Figure 2 shows that the measure of CTA was more than zero in the high dose groups, indicating that rats ingested more saccharin solution than the pre-conditioning baseline even though the CTA procedure was applied. This indicates that US was not effective and that the increase in intake occurred because of the diminishment of taste neophobia to saccharin solution [13,28]. Overall, the acquisition of CTA and its extinction were quite predictable in all groups, i.e., upon repeated pairing of CS and US the CR intensified and when US was withdrawn CR weakened. Thus, it appears that CTA formation was not completely blocked by US pre-exposure and the associative potential of CS and US remained intact even in the highest dose group. The pre-exposure apparently affected the initial level of CR performance such that effect of first CTA conditioning was attenuated.

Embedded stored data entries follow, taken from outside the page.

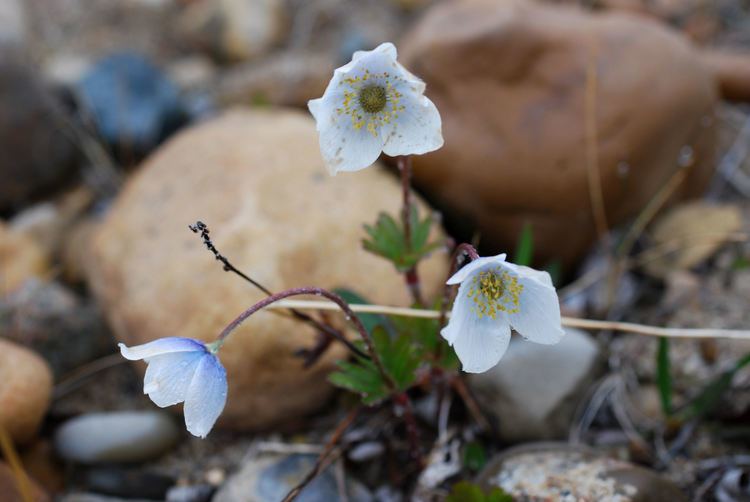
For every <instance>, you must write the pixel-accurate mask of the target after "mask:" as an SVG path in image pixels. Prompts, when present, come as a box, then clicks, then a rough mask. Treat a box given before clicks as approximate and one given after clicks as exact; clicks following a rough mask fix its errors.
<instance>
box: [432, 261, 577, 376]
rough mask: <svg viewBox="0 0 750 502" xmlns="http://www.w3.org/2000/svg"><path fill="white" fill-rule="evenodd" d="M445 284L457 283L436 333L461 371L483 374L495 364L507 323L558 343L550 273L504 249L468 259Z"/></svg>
mask: <svg viewBox="0 0 750 502" xmlns="http://www.w3.org/2000/svg"><path fill="white" fill-rule="evenodd" d="M448 284H461V286H460V287H459V288H458V294H457V295H456V300H455V302H454V303H453V310H452V311H451V318H450V321H449V322H448V325H447V326H446V327H445V328H443V330H442V331H441V332H440V334H441V335H443V338H445V339H446V340H447V341H448V343H449V344H451V345H452V346H453V347H454V349H455V351H456V355H457V356H458V358H459V359H460V360H461V364H462V365H463V370H464V371H466V372H469V373H483V372H485V371H487V370H489V369H490V368H492V367H493V366H495V365H496V364H497V363H498V362H499V361H500V358H501V357H503V354H505V350H506V349H507V348H508V343H509V342H510V329H511V327H512V328H513V329H515V330H516V331H518V333H519V334H520V335H521V336H523V337H524V338H526V339H528V340H530V341H532V342H536V343H542V344H554V343H557V342H559V341H560V339H561V338H562V336H563V334H564V333H565V332H564V331H563V329H562V324H561V318H560V304H559V302H558V299H557V292H556V291H555V287H554V286H553V285H552V279H551V278H550V276H549V274H548V273H547V272H541V271H539V270H534V269H533V268H529V267H524V266H522V265H515V264H513V263H509V262H507V261H505V254H501V255H498V256H492V257H486V258H478V259H476V260H474V261H472V262H471V263H469V264H467V265H466V266H465V267H463V268H462V269H461V270H459V271H458V272H456V273H455V274H454V275H453V277H451V278H450V279H448Z"/></svg>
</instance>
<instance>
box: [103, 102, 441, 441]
mask: <svg viewBox="0 0 750 502" xmlns="http://www.w3.org/2000/svg"><path fill="white" fill-rule="evenodd" d="M400 197H401V194H400V191H399V184H398V182H397V180H395V179H393V178H392V177H391V176H390V175H388V174H387V173H385V172H383V171H382V170H381V169H380V168H378V167H374V168H371V169H367V170H366V171H363V172H360V173H356V174H352V175H343V176H337V177H335V178H334V177H330V176H329V175H328V174H327V173H326V170H325V167H324V166H323V161H322V159H321V156H320V151H319V149H318V137H317V133H316V131H315V124H314V123H313V121H312V119H311V118H310V117H308V116H306V114H302V113H300V112H296V111H285V110H283V109H281V110H280V109H273V110H268V111H263V112H260V111H258V112H251V111H244V110H235V111H232V112H230V113H227V114H225V115H223V116H222V117H220V118H218V119H215V120H212V121H210V122H206V123H203V124H202V125H199V126H197V127H194V128H192V129H189V130H187V131H185V132H183V133H182V134H180V135H179V136H177V137H176V138H175V139H174V140H172V141H170V142H169V143H168V144H167V145H165V146H164V147H163V148H161V149H160V150H159V151H158V152H157V153H156V154H154V155H153V157H152V158H151V159H149V160H148V161H147V162H146V163H145V165H143V166H142V167H141V168H140V170H139V171H138V173H137V174H136V175H135V176H134V177H133V178H132V179H131V180H130V181H129V183H128V184H127V186H126V187H125V189H124V191H123V192H122V193H121V195H120V197H119V199H118V200H117V201H116V203H115V205H114V207H113V208H112V209H111V211H110V213H109V215H108V216H107V218H106V219H105V220H104V222H103V224H102V225H101V229H100V231H99V232H97V234H96V235H95V236H94V239H93V245H92V250H91V252H92V257H91V267H90V269H89V270H88V275H89V278H90V281H91V283H92V285H93V287H94V290H95V292H96V294H97V296H98V298H99V299H100V301H101V302H102V303H103V305H104V308H105V311H106V313H107V316H108V317H109V319H110V321H111V324H112V326H113V328H114V329H115V331H116V333H117V336H118V337H119V338H120V340H122V341H123V342H125V343H127V344H130V345H134V344H139V343H144V342H148V341H150V340H153V339H155V338H159V337H165V336H184V337H192V338H200V339H203V340H213V339H214V338H215V337H216V336H217V335H218V333H219V332H220V331H221V329H222V328H223V327H224V326H225V325H226V324H228V323H229V322H230V321H231V320H232V319H233V318H234V317H236V316H237V315H238V314H239V313H240V312H242V311H243V310H244V309H246V308H247V307H249V306H250V305H252V304H253V303H254V302H256V301H257V300H259V299H260V298H262V295H261V294H260V293H258V292H257V291H256V290H255V289H253V288H252V287H251V286H250V285H248V284H247V283H245V282H243V281H242V280H241V279H239V278H238V277H236V276H234V275H230V274H227V273H224V272H222V270H221V267H220V265H219V264H218V263H217V262H216V261H215V260H214V259H213V258H212V256H211V255H210V254H209V253H208V252H207V251H206V250H205V249H204V247H203V245H202V244H201V242H200V241H199V240H198V239H197V237H196V236H195V235H193V234H192V233H191V232H190V231H189V230H188V228H187V225H188V224H190V223H193V222H195V221H196V220H197V219H201V220H202V221H204V222H206V223H207V224H208V225H209V227H210V229H211V235H212V237H213V238H214V242H215V243H216V246H217V247H218V248H219V249H220V250H221V251H222V252H223V253H224V254H225V255H226V256H228V257H230V259H231V260H232V262H233V263H234V264H235V265H236V266H237V267H239V268H241V269H242V270H244V271H246V272H247V273H248V274H249V275H250V276H252V277H253V278H255V279H257V280H258V281H260V282H261V283H263V284H264V285H266V286H267V287H268V288H270V289H272V290H276V291H278V290H281V289H282V288H288V287H294V286H305V285H309V286H313V285H318V286H323V287H328V288H334V287H340V286H348V287H350V288H353V289H355V290H356V291H358V292H360V293H361V294H363V295H365V296H366V297H367V298H369V299H370V300H371V301H374V302H384V303H388V304H406V303H407V302H408V295H407V291H406V288H405V286H404V284H403V280H402V278H401V277H399V276H398V275H397V274H396V273H395V271H394V270H393V267H392V266H391V265H390V264H388V263H386V262H385V261H384V260H382V259H380V258H378V257H376V256H373V255H371V254H369V253H366V252H365V251H364V250H363V249H362V247H361V243H360V240H361V239H362V237H363V236H364V232H363V230H362V223H364V222H372V221H374V220H375V218H376V216H377V213H378V212H379V211H381V210H385V211H389V212H391V213H396V214H397V213H398V210H399V207H400ZM423 211H424V208H423ZM444 258H445V257H444V256H442V255H440V254H438V255H436V256H434V257H433V259H431V260H429V261H428V262H426V263H425V264H424V266H423V267H422V269H421V272H422V276H423V281H424V282H425V283H426V284H427V286H428V291H429V290H431V291H433V292H434V291H437V290H438V289H439V284H440V282H442V278H443V274H445V260H444ZM311 335H313V332H312V331H311V330H310V329H309V328H308V327H307V326H305V325H301V324H299V323H296V322H293V321H290V320H289V319H286V318H283V317H279V316H277V315H274V314H273V313H271V312H263V311H262V312H260V313H258V314H257V315H255V316H253V317H252V318H251V319H249V320H248V322H246V323H245V324H244V325H243V326H242V327H241V328H240V329H239V330H237V331H236V332H235V333H234V334H233V335H232V337H231V338H230V339H229V341H228V342H227V344H226V345H225V346H224V348H223V349H222V351H221V354H220V355H221V360H222V362H223V363H224V365H225V366H226V368H227V372H228V381H229V397H228V401H227V408H226V410H225V412H224V414H223V416H222V421H223V423H224V424H226V425H230V426H234V427H241V428H268V427H272V426H275V425H277V424H279V423H280V422H282V421H284V420H288V419H295V418H299V417H301V416H303V415H304V414H306V413H308V412H310V411H313V410H315V409H316V408H319V407H320V406H321V405H322V404H324V403H325V400H326V398H327V397H328V396H329V395H330V394H331V387H330V386H329V385H328V383H327V381H326V377H327V374H328V372H329V371H330V370H331V369H332V367H333V363H334V361H335V360H337V359H340V358H341V357H342V356H344V352H343V350H342V349H341V348H340V347H339V346H338V345H336V346H335V347H334V348H333V350H330V351H329V352H328V353H326V354H325V355H324V356H323V358H322V359H321V360H320V361H319V362H318V363H316V364H315V365H314V366H312V367H311V368H309V369H304V368H303V364H302V360H301V359H300V358H298V357H295V355H294V352H295V351H296V350H297V349H299V348H301V347H309V346H311V345H312V344H313V343H314V338H313V336H311ZM139 364H140V363H139Z"/></svg>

The primary physiological reactions to LiCl (UR) include diarrhea, tremor, lack of activity, lethargy, and unresponsiveness to stimuli [39]; however, the neuronal mechanism of the effect is unspecified. The development of conditioning and tolerance involves the secondary reaction to the UR, the compensatory responses, as well as the UR itself. Unless we specify the neuronal mechanism of the pharmacological effect of LiCl, it is unlikely for us to be able to specify the compensatory mechanism. This non-pharmacological secondary effect is important in the development of a contingency-shaped effect that may be the bases in the US pre-exposure effect [35]. The mechanism of US pre-exposure effect remains to be uncovered.

Competing Interests

The authors declare that they have no competing interests.